Lewes is a year-round community. We stay busy during the days and relax at night, even during the visitor season. Fun-filled days, relaxing nights, history and natural beauty everywhere you look...that's Lewes!! Please come visit us and enjoy a little of this quality of life with us!
To make your stay more pleasant, here are things to know about Lewes.
Lately, it is becoming more popular for those retirees who wish a more relaxed lifestyle. Lewes, through wise planning and self determination, has maintained the balance between modern living and historic preservation. Growth, both in the business and residential areas, has been encouraged but controlled, so that Lewes continues to be the family-oriented town that has attracted many people over the years.
Sussex County is the largest of the three counties of Delaware, comprising 605,403 acres. The eastern border of Sussex contains the bay and 24 miles of ocean coastline stretching southward from Cape Henlopen to Fenwick Island at the Maryland state line.
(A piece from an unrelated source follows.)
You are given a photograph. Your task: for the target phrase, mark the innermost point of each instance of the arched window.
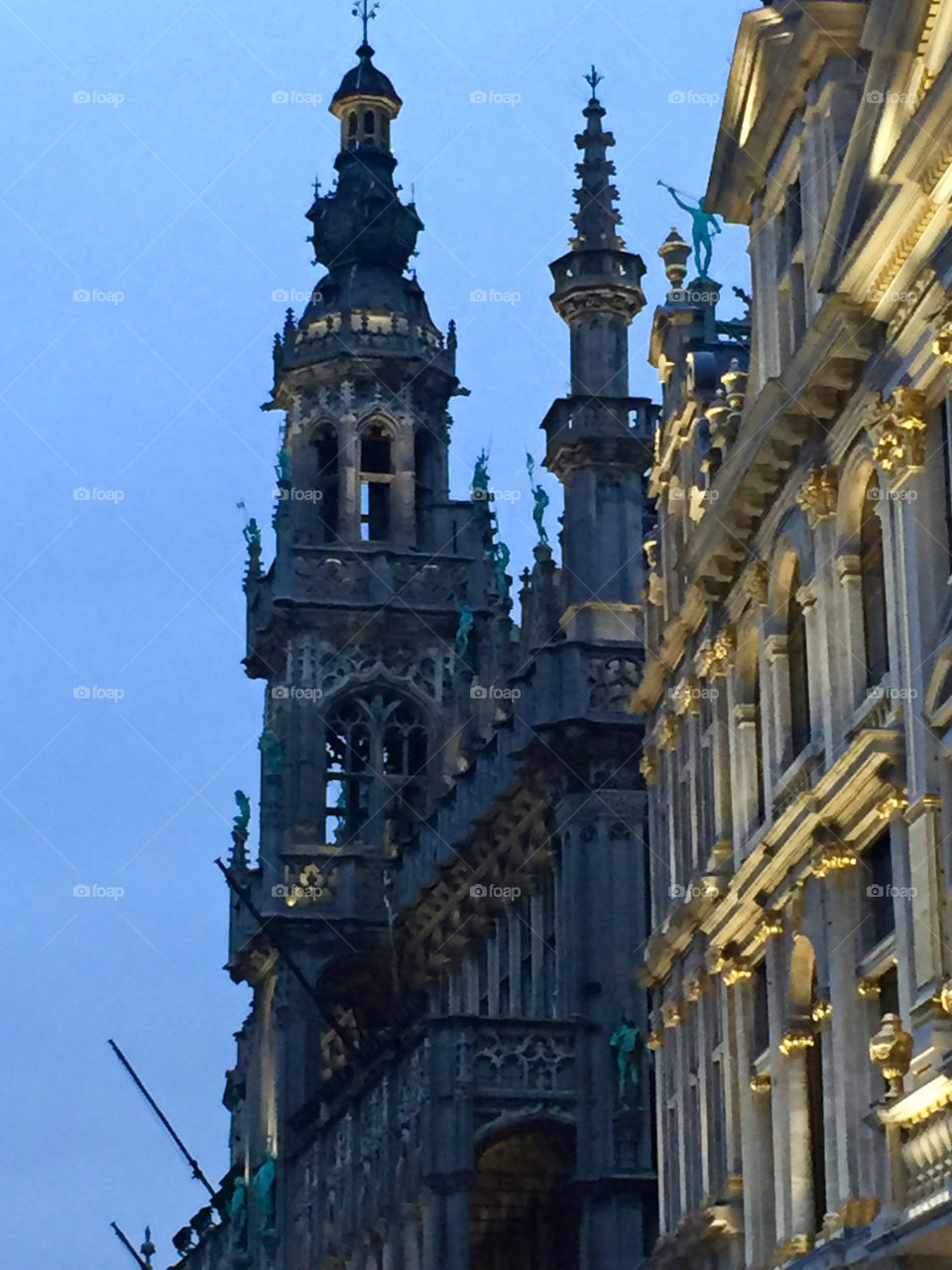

The southern and western area is bounded by Maryland, with Delaware’s Nanticoke River draining into the Chesapeake Bay.
The composition of the area includes forests, marshland, ocean and bay beaches, bay, river, ocean, and freshwater ponds including the cypress ponds — the farthest north the southern bald cypress tree reaches in south central Sussex.
Recreational activities are available all year within five state parks, two state forests, twenty state fish and wildlife facilities, and a national wildlife refuge.
Sussex County’s economy is divided among agriculture (mainly through the poultry industry), manufacturing and commerce, and recreation and tourism. Sussex County is within a half-day’s ride of Norfolk, Richmond, and New York City, and within two hours of Baltimore, Washington, D.C., and Philadelphia. The cost of living and conducting a business is less than nearby metropolitan areas.
Delaware, located on the Mid-Atlantic coast of the United States, is composed of 1,982 square miles in land area. Over 783,000 people reside in Delaware, making it the fourth least populated state. However, only six other states are more densely populated. New Castle County is the most heavily populated of the three counties. Sussex County has exceeded the national average in population growth. Historically, Delaware was the first state to ratify the Constitution and Lewes was the first settlement in the state.